In the column under persons 1 and 2, there are infinite numbers of human differences that are often put in binary terms. The reconciliation of these binaries under tawhid can only be of equality. Different but equal. This model is explicit to the system of Islam. That means any one who aspires to it may use it, but none are required to adhere to it. That would be self-contradictory and thereby defeat the intention of it in the first place. However, for people to remove the equality inherent in Islam because of the history of Muslims—well, then they have failed to see this crucial component. You can dispense with everything and still have Islam, with the exception of tawhid. If tawhid is put into action in social contexts then it yields the justice which results from equality and reciprocity. Then any who deem to remove it may do so, but not in the name of Islam.
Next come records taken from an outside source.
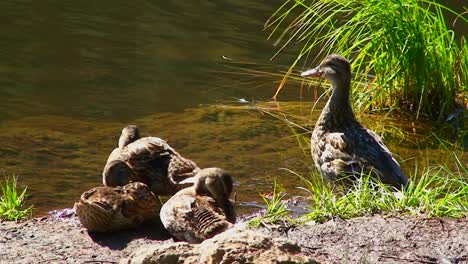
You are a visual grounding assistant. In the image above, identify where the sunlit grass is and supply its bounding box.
[266,0,468,119]
[0,175,33,221]
[249,180,290,227]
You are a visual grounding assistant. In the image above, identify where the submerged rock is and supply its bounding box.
[120,228,318,264]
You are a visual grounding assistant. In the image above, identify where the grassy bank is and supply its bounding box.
[266,0,468,119]
[0,175,33,221]
[251,156,468,226]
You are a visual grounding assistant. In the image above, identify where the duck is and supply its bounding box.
[102,125,200,195]
[73,182,161,232]
[301,54,408,189]
[160,168,236,243]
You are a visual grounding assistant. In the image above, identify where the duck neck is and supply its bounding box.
[317,78,357,128]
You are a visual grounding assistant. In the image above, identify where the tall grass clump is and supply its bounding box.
[249,180,290,227]
[0,175,33,221]
[266,0,468,119]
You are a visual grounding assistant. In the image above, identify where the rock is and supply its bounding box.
[120,228,318,264]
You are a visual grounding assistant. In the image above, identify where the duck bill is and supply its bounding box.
[301,67,322,77]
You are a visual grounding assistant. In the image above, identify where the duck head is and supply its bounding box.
[301,54,351,84]
[195,168,233,201]
[119,125,140,148]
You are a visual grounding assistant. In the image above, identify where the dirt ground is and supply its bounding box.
[0,210,468,263]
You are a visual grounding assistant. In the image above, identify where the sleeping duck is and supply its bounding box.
[74,182,161,232]
[160,168,236,243]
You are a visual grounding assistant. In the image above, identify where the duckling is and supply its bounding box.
[102,125,200,195]
[160,168,236,243]
[301,54,408,188]
[73,182,161,232]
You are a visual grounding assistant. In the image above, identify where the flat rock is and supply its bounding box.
[120,228,317,264]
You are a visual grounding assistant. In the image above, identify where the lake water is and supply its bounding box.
[0,0,466,215]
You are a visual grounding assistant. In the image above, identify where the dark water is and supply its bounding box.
[0,0,466,217]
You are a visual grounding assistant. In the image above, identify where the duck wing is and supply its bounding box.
[122,182,161,223]
[343,127,408,188]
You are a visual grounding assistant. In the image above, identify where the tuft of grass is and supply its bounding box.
[0,175,33,221]
[249,179,290,227]
[303,157,468,222]
[265,0,468,119]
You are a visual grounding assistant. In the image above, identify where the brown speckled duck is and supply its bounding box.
[160,168,236,243]
[102,125,200,195]
[301,55,408,188]
[74,182,161,232]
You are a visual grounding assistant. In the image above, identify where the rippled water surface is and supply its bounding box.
[0,0,464,217]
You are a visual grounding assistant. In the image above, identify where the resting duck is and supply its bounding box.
[160,168,236,243]
[74,182,161,232]
[102,125,200,195]
[301,55,408,188]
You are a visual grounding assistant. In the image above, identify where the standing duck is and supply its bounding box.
[74,182,161,232]
[301,55,408,188]
[102,125,200,195]
[160,168,236,243]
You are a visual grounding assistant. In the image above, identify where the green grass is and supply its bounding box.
[249,180,291,227]
[286,156,468,222]
[0,175,33,221]
[266,0,468,119]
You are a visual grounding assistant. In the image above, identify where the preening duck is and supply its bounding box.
[102,125,200,195]
[301,54,408,188]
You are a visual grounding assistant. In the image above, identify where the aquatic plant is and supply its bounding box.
[0,175,33,221]
[266,0,468,119]
[249,179,290,227]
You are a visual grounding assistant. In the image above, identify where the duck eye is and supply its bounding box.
[323,67,336,74]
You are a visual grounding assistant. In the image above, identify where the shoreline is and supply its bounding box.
[0,209,468,263]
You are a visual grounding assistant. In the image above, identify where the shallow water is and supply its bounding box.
[0,0,466,215]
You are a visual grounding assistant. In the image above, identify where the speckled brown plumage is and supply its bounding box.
[74,182,161,232]
[301,55,408,188]
[103,125,199,195]
[160,168,236,243]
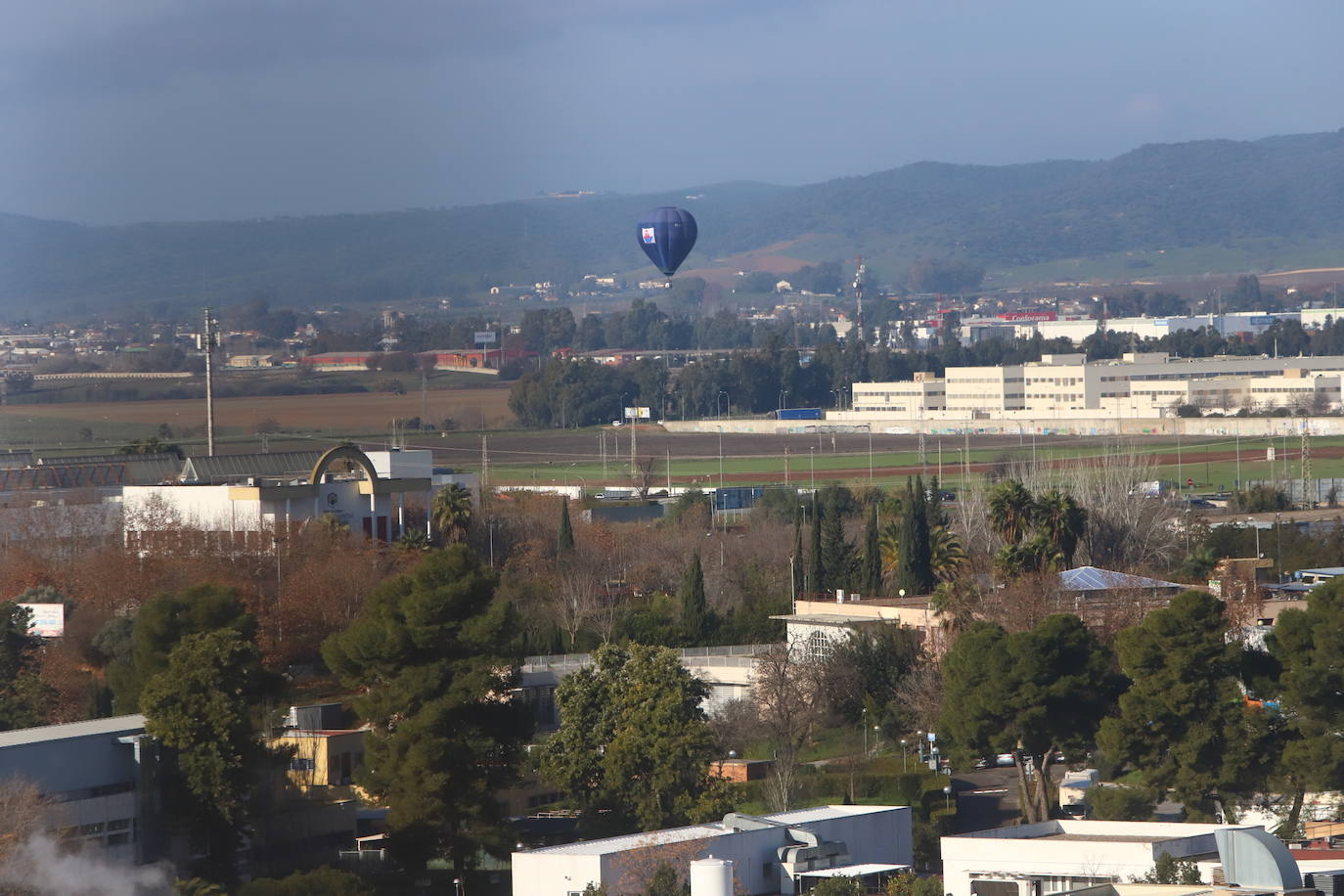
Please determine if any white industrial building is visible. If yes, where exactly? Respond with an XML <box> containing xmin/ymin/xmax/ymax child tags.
<box><xmin>941</xmin><ymin>820</ymin><xmax>1262</xmax><ymax>896</ymax></box>
<box><xmin>514</xmin><ymin>806</ymin><xmax>914</xmax><ymax>896</ymax></box>
<box><xmin>122</xmin><ymin>446</ymin><xmax>477</xmax><ymax>550</ymax></box>
<box><xmin>849</xmin><ymin>352</ymin><xmax>1344</xmax><ymax>422</ymax></box>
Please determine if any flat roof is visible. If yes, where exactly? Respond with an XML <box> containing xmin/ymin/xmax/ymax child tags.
<box><xmin>514</xmin><ymin>806</ymin><xmax>906</xmax><ymax>856</ymax></box>
<box><xmin>798</xmin><ymin>863</ymin><xmax>910</xmax><ymax>877</ymax></box>
<box><xmin>0</xmin><ymin>713</ymin><xmax>145</xmax><ymax>749</ymax></box>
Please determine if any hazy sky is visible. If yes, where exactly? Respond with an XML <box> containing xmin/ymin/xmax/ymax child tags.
<box><xmin>0</xmin><ymin>0</ymin><xmax>1344</xmax><ymax>223</ymax></box>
For me, gender justice is a matter of faith. The struggle to eradicate all forms of discrimination, both from within the context of the Muslim communities and from without that context, is motivated by the same essence for me: Allah made me free and equal and anyone who dares to limit that freedom or curtail my equality has no right to do so. They also have no control over my choice to live that equality and justice, save for oppression. The Qur’an is pretty emphatic about that: oppression is human-made and must be human-eradicated.

I reject anything and anyone who interferes with my choice and my right to live free and equal. I do so as an integral part of my relationship with Allah. I surrender to that truth and hold no others as worthy of my devotion. No other perspective is in competition to this one. And while I may accept that others might hold a different opinion, I do not defer my opinion to theirs. I cannot, do not, and will not submit to any but the one to which I feel this devotion.

I am devoted to the oneness of God and through this I am devoted to the oneness of humankind—even those I disagree with.